Michel de Montaigne,
Apología de Raymond Sebond



Pero justamente a mí, venir a hablarme de Alejandro Bevilacqua. Mi querido Terradillos, ¿qué le puedo decir yo de ese personaje que cruzó mi vida hace ya treinta años? Si apenas lo conocí, o si lo conocí, lo conocí superficialmente. O más bien, para serle sincero, no quise conocerlo de veras. Es decir, lo conocí bien, ahora se lo confieso, pero de una manera distraída, a regañadientes. Nuestra relación (por llamarla de algún modo) tenía algo de cortesía oficial, de esa nostalgia compartida y convencional de los expatriados. No sé si me entiende.

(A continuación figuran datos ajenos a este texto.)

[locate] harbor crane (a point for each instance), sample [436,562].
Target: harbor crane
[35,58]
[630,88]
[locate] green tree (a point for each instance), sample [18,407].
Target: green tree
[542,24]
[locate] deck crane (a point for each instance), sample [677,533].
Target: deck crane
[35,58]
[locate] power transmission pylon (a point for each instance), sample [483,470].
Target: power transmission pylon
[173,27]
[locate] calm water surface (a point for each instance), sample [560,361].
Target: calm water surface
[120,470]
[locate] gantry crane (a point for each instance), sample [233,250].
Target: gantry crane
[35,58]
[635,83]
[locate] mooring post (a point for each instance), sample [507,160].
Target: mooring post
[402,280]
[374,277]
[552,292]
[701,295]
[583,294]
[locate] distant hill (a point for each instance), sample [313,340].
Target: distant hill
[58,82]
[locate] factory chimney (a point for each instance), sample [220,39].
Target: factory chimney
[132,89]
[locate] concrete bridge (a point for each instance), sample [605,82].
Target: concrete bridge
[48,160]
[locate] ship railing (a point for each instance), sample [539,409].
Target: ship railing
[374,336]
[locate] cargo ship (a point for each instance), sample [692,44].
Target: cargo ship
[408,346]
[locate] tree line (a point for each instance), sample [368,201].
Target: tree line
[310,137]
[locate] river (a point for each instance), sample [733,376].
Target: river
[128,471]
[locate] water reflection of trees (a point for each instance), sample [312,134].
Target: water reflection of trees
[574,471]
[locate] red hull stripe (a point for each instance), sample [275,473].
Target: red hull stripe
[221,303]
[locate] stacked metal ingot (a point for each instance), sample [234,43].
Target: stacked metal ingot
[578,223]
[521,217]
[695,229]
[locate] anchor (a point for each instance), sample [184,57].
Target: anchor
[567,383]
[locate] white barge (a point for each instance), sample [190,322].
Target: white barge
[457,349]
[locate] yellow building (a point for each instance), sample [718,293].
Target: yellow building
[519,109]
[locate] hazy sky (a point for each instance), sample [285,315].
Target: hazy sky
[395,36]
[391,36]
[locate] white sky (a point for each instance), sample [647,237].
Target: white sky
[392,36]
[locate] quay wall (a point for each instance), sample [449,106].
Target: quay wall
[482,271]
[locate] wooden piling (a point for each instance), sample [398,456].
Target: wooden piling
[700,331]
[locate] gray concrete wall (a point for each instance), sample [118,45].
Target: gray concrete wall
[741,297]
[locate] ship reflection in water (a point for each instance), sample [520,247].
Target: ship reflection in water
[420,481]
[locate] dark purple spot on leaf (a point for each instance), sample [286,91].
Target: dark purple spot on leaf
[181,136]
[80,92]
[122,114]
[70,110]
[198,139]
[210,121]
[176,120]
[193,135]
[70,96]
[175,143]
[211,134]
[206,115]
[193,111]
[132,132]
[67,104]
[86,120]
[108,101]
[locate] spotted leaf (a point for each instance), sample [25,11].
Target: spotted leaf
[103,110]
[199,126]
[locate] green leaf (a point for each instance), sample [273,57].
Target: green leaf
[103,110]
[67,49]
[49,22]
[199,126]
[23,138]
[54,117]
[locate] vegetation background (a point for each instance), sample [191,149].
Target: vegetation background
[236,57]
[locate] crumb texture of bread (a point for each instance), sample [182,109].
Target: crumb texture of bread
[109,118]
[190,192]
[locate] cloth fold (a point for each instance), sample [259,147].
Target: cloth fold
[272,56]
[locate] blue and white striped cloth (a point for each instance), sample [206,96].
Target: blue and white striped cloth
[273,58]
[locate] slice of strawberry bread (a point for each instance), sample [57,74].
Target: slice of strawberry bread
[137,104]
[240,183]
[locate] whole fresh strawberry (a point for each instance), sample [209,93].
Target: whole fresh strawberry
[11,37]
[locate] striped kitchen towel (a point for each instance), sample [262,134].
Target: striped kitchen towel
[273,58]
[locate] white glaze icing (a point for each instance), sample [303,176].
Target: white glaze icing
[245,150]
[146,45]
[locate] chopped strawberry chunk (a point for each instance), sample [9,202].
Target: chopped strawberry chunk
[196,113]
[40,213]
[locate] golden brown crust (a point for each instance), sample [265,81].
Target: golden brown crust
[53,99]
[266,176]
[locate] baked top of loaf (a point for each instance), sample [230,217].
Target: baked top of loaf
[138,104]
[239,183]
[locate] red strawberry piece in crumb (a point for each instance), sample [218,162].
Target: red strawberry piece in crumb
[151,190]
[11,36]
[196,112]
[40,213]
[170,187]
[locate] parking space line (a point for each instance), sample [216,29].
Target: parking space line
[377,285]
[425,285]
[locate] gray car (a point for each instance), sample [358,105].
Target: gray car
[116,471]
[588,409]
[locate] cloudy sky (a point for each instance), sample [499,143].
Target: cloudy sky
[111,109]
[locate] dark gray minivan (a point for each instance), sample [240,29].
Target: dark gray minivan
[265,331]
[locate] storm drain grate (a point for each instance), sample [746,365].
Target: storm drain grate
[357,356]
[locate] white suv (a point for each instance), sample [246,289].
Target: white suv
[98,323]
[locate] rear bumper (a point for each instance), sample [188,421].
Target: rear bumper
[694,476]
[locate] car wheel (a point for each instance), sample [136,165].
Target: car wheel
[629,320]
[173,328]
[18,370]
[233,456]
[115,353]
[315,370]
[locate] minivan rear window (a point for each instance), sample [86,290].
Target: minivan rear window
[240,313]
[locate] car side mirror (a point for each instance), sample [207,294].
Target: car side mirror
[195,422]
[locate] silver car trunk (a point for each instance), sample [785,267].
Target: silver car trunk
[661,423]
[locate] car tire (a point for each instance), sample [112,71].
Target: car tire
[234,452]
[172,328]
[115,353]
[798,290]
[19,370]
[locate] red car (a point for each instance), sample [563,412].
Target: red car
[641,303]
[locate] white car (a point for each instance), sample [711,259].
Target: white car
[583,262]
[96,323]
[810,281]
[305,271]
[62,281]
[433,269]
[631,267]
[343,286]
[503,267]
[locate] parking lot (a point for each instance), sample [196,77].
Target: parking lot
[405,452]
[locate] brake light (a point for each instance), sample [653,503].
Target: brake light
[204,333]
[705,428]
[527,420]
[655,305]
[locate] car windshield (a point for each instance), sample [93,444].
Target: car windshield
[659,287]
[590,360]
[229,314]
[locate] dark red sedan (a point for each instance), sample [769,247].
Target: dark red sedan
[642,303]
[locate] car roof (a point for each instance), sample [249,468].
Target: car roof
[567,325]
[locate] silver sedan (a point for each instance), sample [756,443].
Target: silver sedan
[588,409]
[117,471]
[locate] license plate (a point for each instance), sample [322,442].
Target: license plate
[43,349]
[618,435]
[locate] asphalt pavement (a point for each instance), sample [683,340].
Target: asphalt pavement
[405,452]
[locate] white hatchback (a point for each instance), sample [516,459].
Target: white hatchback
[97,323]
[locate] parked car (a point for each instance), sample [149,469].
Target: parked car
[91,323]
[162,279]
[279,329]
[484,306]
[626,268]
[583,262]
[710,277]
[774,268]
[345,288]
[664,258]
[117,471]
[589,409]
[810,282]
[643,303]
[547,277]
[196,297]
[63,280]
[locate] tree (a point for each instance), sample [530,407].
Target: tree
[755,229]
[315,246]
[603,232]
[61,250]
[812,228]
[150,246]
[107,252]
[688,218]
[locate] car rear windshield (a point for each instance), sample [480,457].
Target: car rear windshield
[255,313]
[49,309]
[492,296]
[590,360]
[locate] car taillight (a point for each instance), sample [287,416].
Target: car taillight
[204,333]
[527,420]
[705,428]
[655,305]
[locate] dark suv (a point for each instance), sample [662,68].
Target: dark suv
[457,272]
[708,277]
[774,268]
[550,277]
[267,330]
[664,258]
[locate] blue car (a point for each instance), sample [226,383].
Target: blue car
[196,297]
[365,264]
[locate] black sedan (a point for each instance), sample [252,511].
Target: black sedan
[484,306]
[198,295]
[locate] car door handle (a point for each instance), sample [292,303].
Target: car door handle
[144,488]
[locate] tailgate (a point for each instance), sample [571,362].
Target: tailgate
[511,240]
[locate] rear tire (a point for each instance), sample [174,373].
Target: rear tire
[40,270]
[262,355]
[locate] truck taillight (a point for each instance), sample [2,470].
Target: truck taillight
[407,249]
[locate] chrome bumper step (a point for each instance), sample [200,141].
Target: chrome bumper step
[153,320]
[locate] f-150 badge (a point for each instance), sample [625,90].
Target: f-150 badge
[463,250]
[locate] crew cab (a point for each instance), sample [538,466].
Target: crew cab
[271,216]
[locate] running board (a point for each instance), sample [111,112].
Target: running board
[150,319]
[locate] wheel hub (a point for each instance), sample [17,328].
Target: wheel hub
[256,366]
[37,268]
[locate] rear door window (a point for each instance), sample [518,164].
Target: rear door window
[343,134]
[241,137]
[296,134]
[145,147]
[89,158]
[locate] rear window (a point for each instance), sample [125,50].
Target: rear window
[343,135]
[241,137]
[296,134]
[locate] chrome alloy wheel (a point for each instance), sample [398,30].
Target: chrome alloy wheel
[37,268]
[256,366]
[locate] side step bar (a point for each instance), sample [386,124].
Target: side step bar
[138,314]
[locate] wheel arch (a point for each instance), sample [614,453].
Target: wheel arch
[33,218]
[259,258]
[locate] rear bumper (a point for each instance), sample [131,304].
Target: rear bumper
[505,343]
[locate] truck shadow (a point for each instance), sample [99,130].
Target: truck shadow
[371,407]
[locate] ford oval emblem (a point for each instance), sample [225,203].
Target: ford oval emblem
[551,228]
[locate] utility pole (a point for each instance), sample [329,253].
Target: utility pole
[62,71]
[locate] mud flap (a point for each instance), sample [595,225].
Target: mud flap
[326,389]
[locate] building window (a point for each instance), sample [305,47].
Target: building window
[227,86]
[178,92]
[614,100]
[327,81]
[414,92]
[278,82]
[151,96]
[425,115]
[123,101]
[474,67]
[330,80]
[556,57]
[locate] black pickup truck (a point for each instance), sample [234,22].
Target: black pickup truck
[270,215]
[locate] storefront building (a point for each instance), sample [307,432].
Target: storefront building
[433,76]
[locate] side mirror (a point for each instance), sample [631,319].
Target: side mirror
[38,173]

Nos juntó el destino, como quien dice, y si me obliga a jurar, la mano sobre el corazón, si éramos amigos, yo me vería obligado a confesarle que no teníamos nada en común, excepto las palabras República Argentina grabadas en letras de oro sobre nuestros pasaportes.

¿Es la muerte de ese hombre la que lo atrae a usted, Terradillos? ¿Es la visión, esa que sigue alimentando mis pesadillas a pesar de no haberla visto yo con mis propios ojos, de Bevilacqua tendido sobre la acera, el cráneo destrozado, la sangre corriendo calle abajo hasta la alcantarilla, como queriendo huir del cuerpo inerte, como si no quisiese ser parte de ese abominable crimen, de ese final tan injusto, tan inesperado? ¿Eso busca?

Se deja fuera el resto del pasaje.